Le documentaire n’entre pas dans les détails du dossier judiciaire, n’insiste pas sur la faiblesse des charges retenues contre le Français. Il préfère s’attacher, avec Sabine Atlaoui, à dresser le portrait d’une modeste femme de ménage, engagée corps et âme pour mobiliser l’opinion publique sur le cas de son mari. Il la suit à la maternité, lorsque le petit Yasin, dans son berceau, entend pour la première fois la voix de son père, au téléphone, depuis sa lointaine cellule. Il l’accompagne lorsque sa maison est saisie, faute de pouvoir rembourser son emprunt immobilier. « On nous a donné un an avec cette maison… On en a fait huit. Je ne pars pas la tête basse », confie-t-elle à son mari, au téléphone, au milieu des cartons, en tirant un trait sur leurs souvenirs.

En 2014, l’Indonésie porte à sa présidence Joko Widodo, après une campagne centrée sur la justice sociale et la défense des droits de l’homme. Mais pour la famille Atlaoui, l’espoir est de courte ­durée : le nouveau chef de l’Etat, qui veut marquer les esprits sur sa politique antidrogue, ordonne la reprise des exécutions. Le ­dossier devient brûlant. Richard Sédillot, avocat membre de l’association Ensemble contre la peine de mort, entame d’ultimes démarches pour gagner du temps, tandis qu’en coulisses la diplomatie s’active.
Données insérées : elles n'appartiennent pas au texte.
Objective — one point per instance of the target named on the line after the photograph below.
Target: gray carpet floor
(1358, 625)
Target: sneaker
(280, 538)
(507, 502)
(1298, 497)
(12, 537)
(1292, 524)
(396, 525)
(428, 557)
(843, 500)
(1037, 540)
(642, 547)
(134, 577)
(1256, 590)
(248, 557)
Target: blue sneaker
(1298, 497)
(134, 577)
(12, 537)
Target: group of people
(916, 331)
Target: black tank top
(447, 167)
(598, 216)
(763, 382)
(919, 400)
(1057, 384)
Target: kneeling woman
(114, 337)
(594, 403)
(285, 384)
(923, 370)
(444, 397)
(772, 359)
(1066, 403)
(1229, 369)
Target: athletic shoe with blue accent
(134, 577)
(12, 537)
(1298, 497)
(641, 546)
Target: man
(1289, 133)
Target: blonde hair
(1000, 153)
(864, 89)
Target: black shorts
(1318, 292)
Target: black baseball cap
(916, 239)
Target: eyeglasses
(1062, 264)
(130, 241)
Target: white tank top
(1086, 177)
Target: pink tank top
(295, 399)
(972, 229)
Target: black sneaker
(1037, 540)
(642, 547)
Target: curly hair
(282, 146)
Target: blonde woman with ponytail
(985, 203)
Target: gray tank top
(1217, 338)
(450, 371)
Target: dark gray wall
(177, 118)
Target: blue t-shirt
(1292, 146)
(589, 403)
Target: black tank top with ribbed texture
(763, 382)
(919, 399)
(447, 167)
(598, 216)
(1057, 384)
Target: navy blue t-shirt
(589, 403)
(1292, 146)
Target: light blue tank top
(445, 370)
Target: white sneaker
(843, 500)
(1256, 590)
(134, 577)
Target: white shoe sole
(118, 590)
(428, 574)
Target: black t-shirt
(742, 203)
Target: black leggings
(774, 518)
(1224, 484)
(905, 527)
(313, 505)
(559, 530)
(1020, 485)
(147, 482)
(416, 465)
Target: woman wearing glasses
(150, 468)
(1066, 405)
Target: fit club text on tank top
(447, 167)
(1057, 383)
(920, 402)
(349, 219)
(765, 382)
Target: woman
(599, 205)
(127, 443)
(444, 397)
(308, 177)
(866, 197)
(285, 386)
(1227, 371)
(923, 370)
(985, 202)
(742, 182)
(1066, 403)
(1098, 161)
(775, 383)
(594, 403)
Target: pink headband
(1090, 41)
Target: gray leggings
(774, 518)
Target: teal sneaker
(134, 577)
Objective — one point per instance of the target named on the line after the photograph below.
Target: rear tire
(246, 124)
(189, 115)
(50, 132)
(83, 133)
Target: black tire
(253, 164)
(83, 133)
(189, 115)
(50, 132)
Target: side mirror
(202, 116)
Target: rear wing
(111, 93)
Sabine Atlaoui, elle, multiplie les interventions dans les médias français. Elle se rend aussi en terrain hostile, à Djakarta, pour plaider la cause de son mari devant des journalistes indonésiens. A peine sortie de la salle, elle s’effondre dans les bras de l’ambassadrice française, Corinne Breuzé.

Répit miraculeux

Serge Atlaoui fait partie d’un contingent de dix condamnés à mort, dont plusieurs étrangers. Le 29 avril 2015, peu après minuit, huit d’entre eux sont fusillés, sur une île-prison du sud de Java. Le nom du Français est retiré in extremis de la liste, ainsi que celui d’une jeune Philippine, Mary Jane Veloso.

Des raisons de ce répit miraculeux, le documentaire ne dira rien. Mais en opposant la dignité de Sabine Atlaoui à la froideur bureaucratique de la justice indonésienne, il devient un poignant manifeste contre la peine capitale. Qui osera affirmer, face à cette femme regardant, dans sa chambre d’hôtel, les préparatifs de l’exécution de son mari, que la peine de mort est autre chose qu’un crime d’Etat ? Alors que les soldats du peloton d’exécution s’entraînent au tir, le petit Yasin joue, insouciant, avec un pistolet en plastique. Comme si ce spectacle sordide, dans lequel il est plongé depuis son plus jeune âge, faisait partie du cours des choses.

Serge, condamné à mort, de Christine Tournadre (France, 2017, 60 min).